El cobre sigue brillando en los mercados globales, acercándose a la marca histórica de 11,000 dólares por tonelada. Este aumento se ha visto impulsado por la persistente preocupación por la escasez de oferta y un renovado optimismo respecto a las conversaciones comerciales entre Estados Unidos y China. En la Bolsa de Metales de Londres, el cobre de referencia a tres meses ha ascendido un 1% recientemente, logrando un pico de 10,979.50 dólares, el nivel más alto desde el 9 de octubre del año pasado.

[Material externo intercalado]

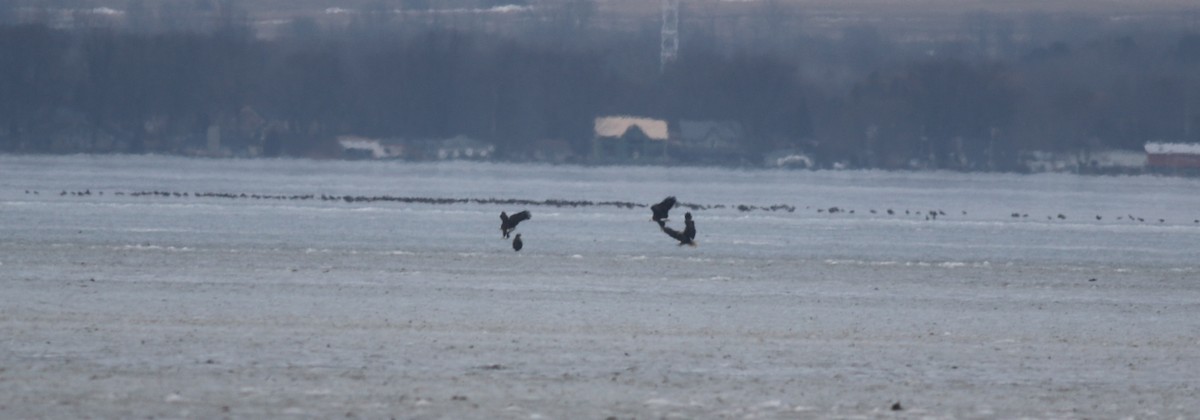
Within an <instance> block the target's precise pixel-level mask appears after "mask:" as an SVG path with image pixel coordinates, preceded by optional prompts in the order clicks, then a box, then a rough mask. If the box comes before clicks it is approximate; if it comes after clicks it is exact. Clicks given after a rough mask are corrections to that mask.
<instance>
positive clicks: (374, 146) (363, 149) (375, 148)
mask: <svg viewBox="0 0 1200 420" xmlns="http://www.w3.org/2000/svg"><path fill="white" fill-rule="evenodd" d="M337 144H340V145H341V146H342V155H343V156H344V157H347V158H392V157H402V156H404V146H403V145H398V144H383V142H382V140H379V139H373V138H365V137H358V136H338V137H337Z"/></svg>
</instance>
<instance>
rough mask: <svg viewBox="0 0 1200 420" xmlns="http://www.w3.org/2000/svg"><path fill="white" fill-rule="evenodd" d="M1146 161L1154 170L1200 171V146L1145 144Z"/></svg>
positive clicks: (1159, 144)
mask: <svg viewBox="0 0 1200 420" xmlns="http://www.w3.org/2000/svg"><path fill="white" fill-rule="evenodd" d="M1146 161H1147V162H1148V163H1150V167H1151V168H1154V169H1200V144H1196V143H1158V142H1151V143H1146Z"/></svg>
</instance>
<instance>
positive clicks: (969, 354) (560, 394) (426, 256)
mask: <svg viewBox="0 0 1200 420" xmlns="http://www.w3.org/2000/svg"><path fill="white" fill-rule="evenodd" d="M26 191H29V192H28V193H26ZM82 191H89V192H91V194H86V196H76V194H72V192H82ZM139 191H172V192H191V193H196V192H224V193H239V194H240V193H247V194H280V196H292V194H316V196H320V194H326V193H328V194H338V196H342V194H350V196H401V197H439V198H502V199H504V198H515V199H534V200H544V199H569V200H593V202H601V200H626V202H636V203H647V204H649V203H654V202H658V200H659V199H661V198H662V197H664V196H667V194H674V196H677V197H679V199H680V202H684V203H695V204H702V205H725V208H724V209H708V210H695V211H694V215H695V216H696V224H697V229H698V232H700V233H698V235H697V240H698V242H700V246H698V247H678V246H676V245H674V244H676V242H674V241H673V240H671V239H670V238H667V236H666V235H664V234H662V233H661V232H659V230H658V227H656V226H655V224H654V223H652V222H649V221H648V218H649V210H648V209H623V208H614V206H577V208H550V206H529V208H528V210H530V212H533V215H534V217H533V220H530V221H527V222H523V223H522V224H521V226H520V227H518V229H517V232H520V233H522V239H523V240H524V248H523V250H522V251H521V252H520V253H515V252H512V250H511V247H510V246H509V242H508V241H505V240H503V239H500V233H499V229H498V228H499V217H498V215H499V212H500V211H502V210H505V211H509V212H511V211H517V210H521V209H517V208H508V206H502V205H491V204H486V205H485V204H445V205H433V204H406V203H389V202H373V203H346V202H340V200H319V199H298V200H286V199H283V200H277V199H270V200H264V199H248V198H247V199H241V198H236V199H230V198H197V197H157V196H154V197H151V196H138V197H133V196H130V194H119V192H121V193H130V192H139ZM1196 191H1200V180H1195V179H1180V178H1158V176H1116V178H1112V176H1109V178H1099V176H1096V178H1092V176H1074V175H1013V174H960V173H887V172H773V170H730V169H702V168H630V167H623V168H614V167H604V168H584V167H556V166H515V164H491V163H464V162H456V163H400V162H319V161H287V160H281V161H271V160H265V161H242V160H185V158H175V157H161V156H55V157H47V156H0V263H2V265H0V288H2V289H4V299H0V331H2V335H0V416H2V418H136V416H137V418H144V416H155V418H222V416H233V418H262V416H306V418H331V416H358V418H391V416H395V418H455V419H463V418H478V419H494V418H509V419H563V418H599V419H604V418H607V416H616V418H623V419H624V418H863V416H866V418H877V416H890V415H893V414H896V413H899V415H902V416H914V418H926V416H928V418H1127V416H1134V418H1146V416H1151V418H1153V416H1163V418H1176V416H1180V418H1198V416H1200V398H1198V397H1196V396H1195V395H1198V392H1196V386H1198V385H1200V384H1198V382H1196V379H1195V378H1198V377H1200V374H1198V373H1200V353H1198V352H1195V348H1196V346H1198V344H1200V317H1196V316H1195V314H1196V313H1200V260H1196V258H1195V256H1198V254H1200V252H1198V251H1200V223H1196V222H1195V221H1196V220H1200V194H1198V193H1196ZM34 192H37V193H36V194H35V193H34ZM62 192H67V194H61V193H62ZM101 192H103V194H101ZM738 204H746V205H758V206H764V205H773V204H787V205H792V206H794V208H796V210H794V212H787V211H738V210H737V209H736V206H737V205H738ZM833 206H836V208H839V209H841V210H842V211H838V212H835V214H829V212H828V211H821V212H818V211H817V210H818V209H822V210H826V209H829V208H833ZM888 209H892V210H893V211H894V215H888V214H887V212H886V210H888ZM850 210H853V214H851V212H850ZM871 210H875V212H871ZM931 210H934V211H938V210H940V211H942V212H944V214H942V212H940V214H938V217H936V218H934V220H925V217H926V216H928V214H929V211H931ZM683 211H684V210H683V209H676V210H674V211H673V212H672V222H671V223H672V224H674V226H677V227H682V214H683ZM906 211H907V212H908V214H907V215H906V214H905V212H906ZM1014 212H1016V214H1019V215H1026V214H1027V215H1028V216H1027V217H1024V216H1019V217H1012V214H1014ZM1060 214H1061V215H1063V217H1058V215H1060ZM1097 216H1100V217H1099V218H1097ZM1129 216H1134V217H1135V218H1138V217H1140V218H1142V220H1144V221H1141V222H1133V221H1129ZM1160 220H1162V221H1160ZM896 402H899V403H900V407H902V410H901V412H893V410H892V407H893V404H895V403H896Z"/></svg>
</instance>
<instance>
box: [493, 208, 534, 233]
mask: <svg viewBox="0 0 1200 420" xmlns="http://www.w3.org/2000/svg"><path fill="white" fill-rule="evenodd" d="M530 218H533V215H530V214H529V210H521V212H518V214H515V215H512V216H509V215H508V214H505V212H504V211H500V234H503V235H504V238H509V233H511V232H512V229H516V228H517V223H521V222H523V221H527V220H530Z"/></svg>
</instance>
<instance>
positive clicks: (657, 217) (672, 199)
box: [650, 196, 674, 224]
mask: <svg viewBox="0 0 1200 420" xmlns="http://www.w3.org/2000/svg"><path fill="white" fill-rule="evenodd" d="M673 206H674V196H671V197H667V198H664V199H662V200H661V202H659V204H655V205H652V206H650V211H653V212H654V215H653V216H650V221H652V222H659V224H662V222H664V221H666V220H667V212H668V211H671V208H673Z"/></svg>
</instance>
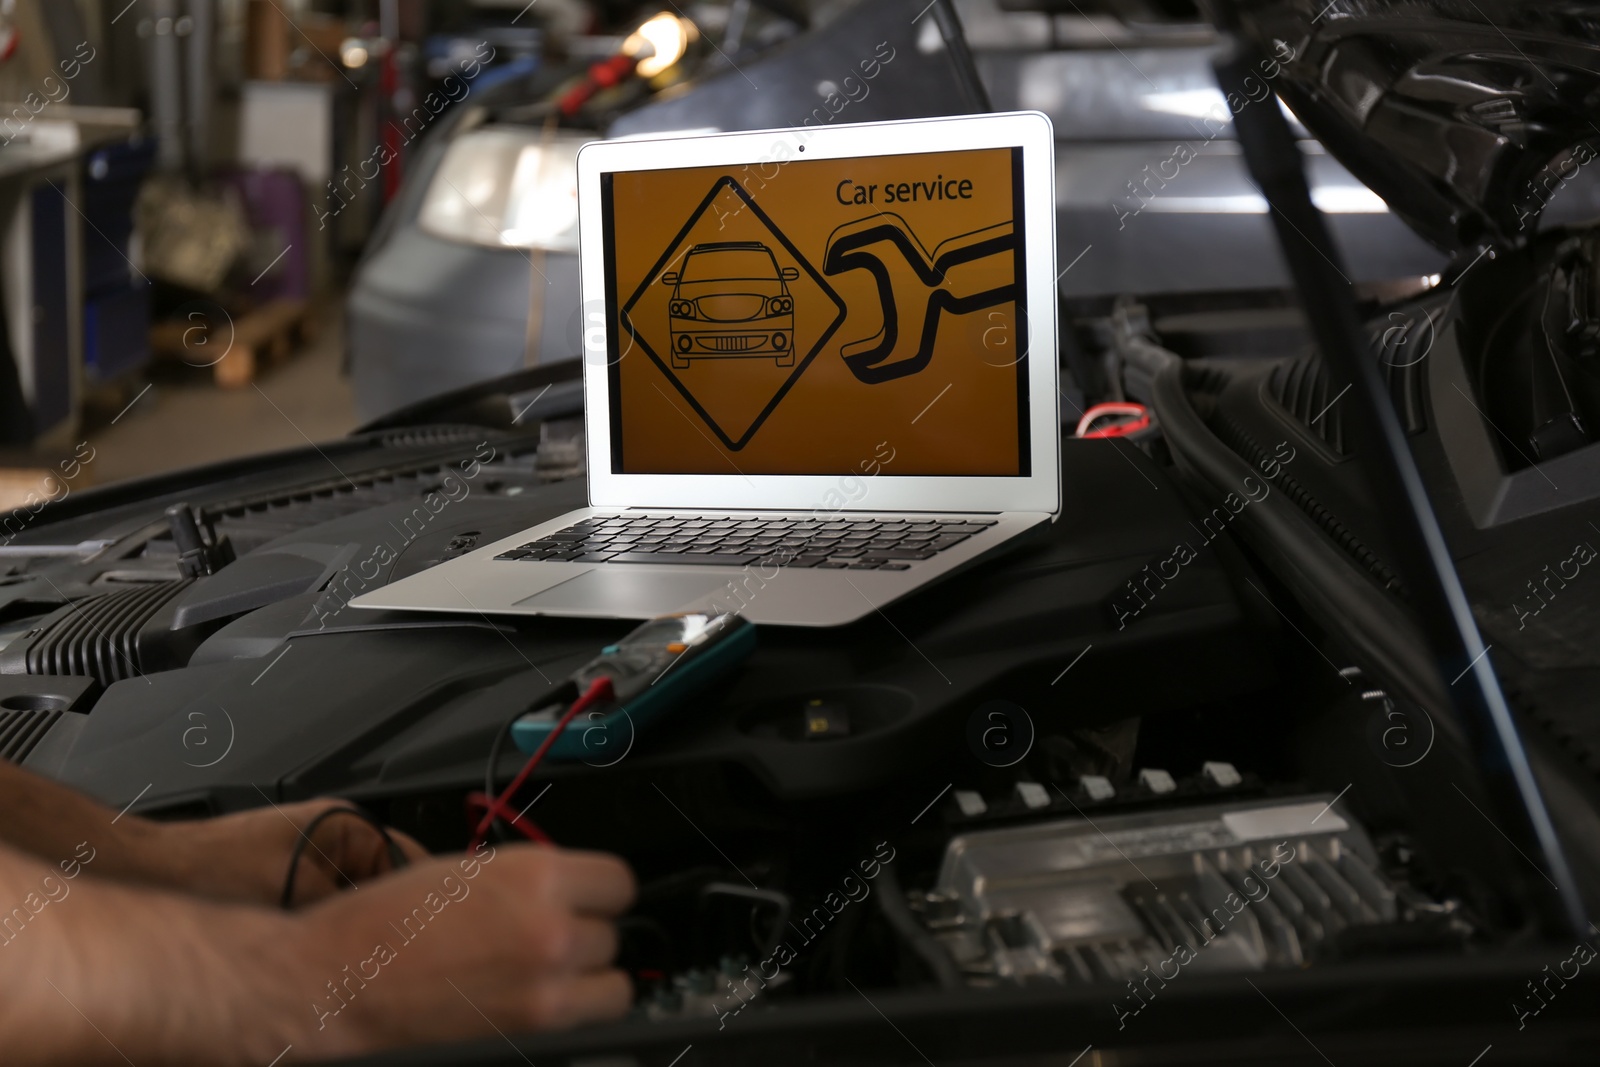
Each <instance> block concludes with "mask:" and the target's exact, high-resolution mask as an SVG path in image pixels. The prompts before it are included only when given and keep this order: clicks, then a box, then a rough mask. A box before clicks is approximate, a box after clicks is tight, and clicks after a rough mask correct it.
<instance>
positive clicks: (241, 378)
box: [150, 299, 315, 389]
mask: <svg viewBox="0 0 1600 1067" xmlns="http://www.w3.org/2000/svg"><path fill="white" fill-rule="evenodd" d="M230 325H232V330H229V326H230ZM314 326H315V323H314V320H312V315H310V304H307V302H306V301H291V299H278V301H270V302H267V304H262V306H261V307H256V309H254V310H250V312H245V314H243V315H240V317H237V318H234V320H232V323H229V322H216V323H213V322H205V320H203V318H202V317H195V318H192V320H190V322H184V320H181V318H178V320H171V322H163V323H155V325H154V326H150V352H152V354H154V355H160V357H168V358H176V360H182V362H184V363H189V365H190V366H210V368H211V373H213V374H214V378H216V384H218V386H221V387H222V389H240V387H243V386H248V384H250V382H253V381H256V376H258V374H259V373H261V370H262V368H264V366H267V365H270V363H280V362H283V360H286V358H288V357H290V354H293V352H294V349H296V347H298V346H304V344H309V342H310V341H312V336H314ZM229 333H232V338H229ZM213 346H219V347H221V350H222V355H221V357H218V355H214V354H216V352H218V349H216V347H213Z"/></svg>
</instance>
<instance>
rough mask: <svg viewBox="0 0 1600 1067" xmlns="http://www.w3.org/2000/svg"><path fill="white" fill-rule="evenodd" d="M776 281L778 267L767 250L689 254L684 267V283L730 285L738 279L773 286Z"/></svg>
mask: <svg viewBox="0 0 1600 1067" xmlns="http://www.w3.org/2000/svg"><path fill="white" fill-rule="evenodd" d="M776 277H778V266H776V264H774V262H773V254H771V253H770V251H766V250H765V248H714V250H710V251H698V253H690V258H688V259H686V261H685V264H683V280H685V282H731V280H736V278H760V280H763V282H771V280H773V278H776Z"/></svg>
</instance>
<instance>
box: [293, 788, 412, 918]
mask: <svg viewBox="0 0 1600 1067" xmlns="http://www.w3.org/2000/svg"><path fill="white" fill-rule="evenodd" d="M338 814H347V816H355V817H357V819H360V821H363V822H366V824H368V825H370V827H373V829H374V830H378V833H379V835H381V837H382V838H384V846H386V848H387V849H389V869H390V870H400V869H402V867H405V865H408V864H410V862H411V861H410V859H406V854H405V853H403V851H402V849H400V846H398V845H395V840H394V838H392V837H390V835H389V827H386V825H384V824H382V821H381V819H379V817H378V816H374V814H373V813H371V811H366V809H365V808H358V806H354V805H352V806H349V808H328V809H326V811H323V813H318V814H317V817H315V819H312V821H310V822H307V824H306V827H304V829H302V830H301V833H299V838H298V840H296V841H294V849H293V851H291V853H290V870H288V873H286V875H285V877H283V896H282V897H278V907H282V909H283V910H285V912H288V910H291V909H293V901H294V875H296V873H298V872H299V861H301V857H302V856H304V854H306V846H307V845H310V843H312V841H310V835H312V833H315V832H317V827H318V825H322V824H323V822H325V821H328V819H331V817H333V816H338ZM318 851H320V849H318ZM334 870H336V872H338V875H339V877H341V878H344V881H346V885H350V886H354V885H355V883H354V881H350V878H349V875H346V873H344V872H342V870H339V869H338V867H334Z"/></svg>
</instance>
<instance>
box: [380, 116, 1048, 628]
mask: <svg viewBox="0 0 1600 1067" xmlns="http://www.w3.org/2000/svg"><path fill="white" fill-rule="evenodd" d="M578 174H579V237H581V272H582V299H584V323H586V331H584V352H582V358H584V403H586V426H587V445H586V448H587V461H589V462H587V466H589V475H587V477H589V501H590V506H589V507H586V509H579V510H576V512H570V514H566V515H562V517H560V518H554V520H550V522H546V523H541V525H538V526H531V528H528V530H523V531H522V533H517V534H515V536H510V537H504V539H501V541H496V542H493V544H486V545H483V547H480V549H477V550H474V552H470V553H467V555H462V557H458V558H454V560H450V561H446V563H442V565H438V566H434V568H430V569H427V571H422V573H419V574H414V576H410V577H405V579H402V581H398V582H394V584H390V585H386V587H382V589H376V590H373V592H368V593H365V595H362V597H358V598H355V600H352V601H350V603H352V605H354V606H357V608H384V609H400V611H456V613H482V614H536V616H589V617H621V619H643V617H651V616H658V614H672V613H682V611H738V613H741V614H742V616H744V617H747V619H750V621H752V622H757V624H778V625H810V627H827V625H843V624H848V622H853V621H856V619H859V617H862V616H866V614H870V613H874V611H875V609H878V608H882V606H885V605H888V603H891V601H894V600H898V598H901V597H904V595H907V593H910V592H912V590H915V589H920V587H923V585H926V584H928V582H933V581H938V579H941V577H946V576H949V574H952V573H955V571H958V569H962V568H965V566H970V565H973V563H974V561H978V560H982V558H986V557H989V555H992V553H995V552H998V550H1002V549H1005V547H1006V545H1008V544H1010V542H1013V541H1014V539H1016V537H1019V536H1022V534H1026V533H1027V531H1030V530H1038V528H1042V526H1045V525H1046V523H1050V522H1053V520H1054V518H1056V517H1058V515H1059V514H1061V472H1059V467H1061V422H1059V414H1058V392H1056V390H1058V365H1056V352H1058V344H1056V235H1054V139H1053V131H1051V126H1050V120H1048V118H1046V117H1045V115H1042V114H1037V112H1021V114H1000V115H976V117H963V118H934V120H915V122H891V123H859V125H838V126H824V128H792V130H773V131H765V133H738V134H710V136H685V138H664V139H648V141H608V142H595V144H590V146H587V147H584V149H582V152H581V154H579V157H578Z"/></svg>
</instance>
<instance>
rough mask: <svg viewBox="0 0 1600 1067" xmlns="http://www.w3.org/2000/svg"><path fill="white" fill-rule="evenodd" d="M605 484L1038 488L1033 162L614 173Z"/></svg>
mask: <svg viewBox="0 0 1600 1067" xmlns="http://www.w3.org/2000/svg"><path fill="white" fill-rule="evenodd" d="M602 222H603V240H605V285H606V307H608V314H610V315H613V317H614V318H613V323H614V328H613V330H610V331H608V334H610V342H608V344H610V354H608V365H610V366H608V374H610V389H608V395H610V405H611V470H613V474H648V475H662V474H678V475H730V474H739V475H834V474H859V472H862V470H867V469H869V467H870V469H874V472H882V474H883V475H891V477H893V475H914V477H915V475H923V477H926V475H938V477H1027V475H1029V474H1030V456H1029V411H1027V405H1029V390H1027V354H1026V336H1027V330H1026V322H1027V318H1026V307H1024V291H1026V286H1024V262H1026V261H1024V248H1022V234H1024V224H1022V149H1021V147H1016V149H1008V147H1000V149H976V150H960V152H923V154H914V155H877V157H856V158H830V160H805V158H794V160H790V162H784V163H776V162H770V163H749V165H742V166H733V168H728V166H706V168H683V170H648V171H611V173H605V174H603V176H602Z"/></svg>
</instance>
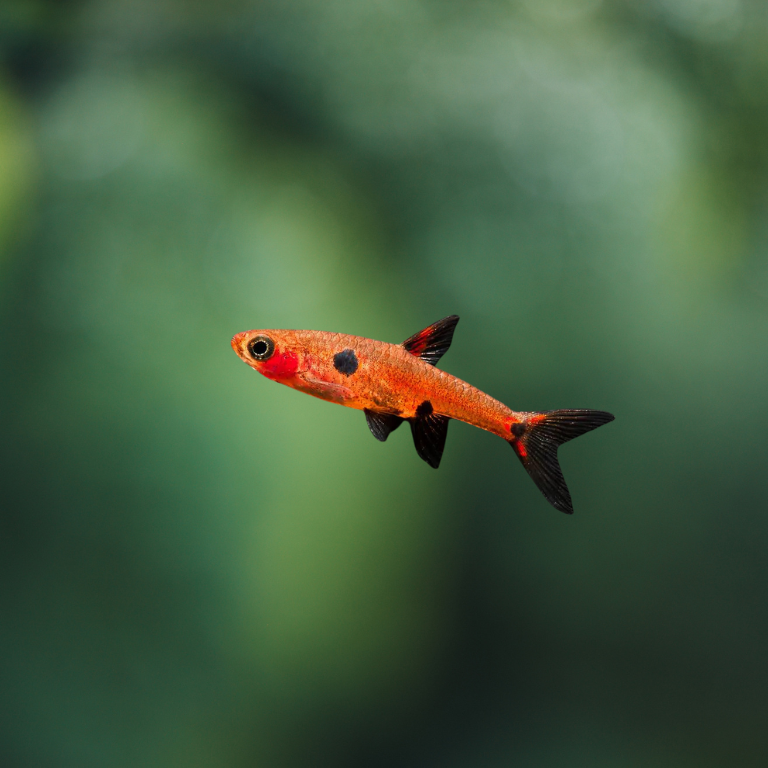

Este metal, crucial para diversas industrias, está rumbo a un cierre histórico, proyectando una mejora semanal del 3.3%. Según el analista Angel John Meyer, la tendencia alcista podría continuar, impulsada por una clara escasez debido a los retos en la mina Grasberg de Freeport en Indonesia. Desde un deslizamiento de tierra el 8 de septiembre, la producción ha estado paralizada, lo que ha intensificado la necesidad de cobre, especialmente en China, donde la demanda sigue siendo alta.
Además, la minera chilena Antofagasta ha advertido que su producción de cobre para 2025 podría situarse en el extremo inferior de su previsión de 660,000 a 700,000 toneladas. Este ajuste resuena en el mercado, donde las reservas de cobre en la LME han caído a 136,350 toneladas, su nivel más bajo desde finales de julio. Meyer añade que, sin la disponibilidad adecuada de metal físico, escaseces similares a las que sufrió el zinc podrían presentarse esta semana en el mercado.
En un contexto más amplio, la secretaria de prensa de la Casa Blanca, Karoline Leavitt, ha confirmado que el presidente estadounidense, Donald Trump, se reunirá el jueves con su homólogo chino, Xi Jinping, en Corea del Sur. Este encuentro podría influir en la posición de los mercados, dado el impacto que las relaciones comerciales entre ambas potencias tienen sobre la demanda global de metales.
En paralelo, otros metales básicos están experimentando movimientos variados. El aluminio ha visto una ligera disminución del 0.2%, situándose en 2,856 dólares la tonelada, tras alcanzar en días recientes su máximo desde mayo de 2022. En contraste, el zinc y el plomo han mostrado ligeros incrementos, mientras que el níquel y el estaño también han registrado alzas modestas.
La situación del cobre, así como la evolución de las relaciones comerciales entre EE. UU. y China, son indicadores clave para el futuro de los precios de los metales en el mercado internacional. En un panorama de incertidumbre y fluctuaciones, la atención se centra en cómo se desarrollarán estos factores en el corto plazo.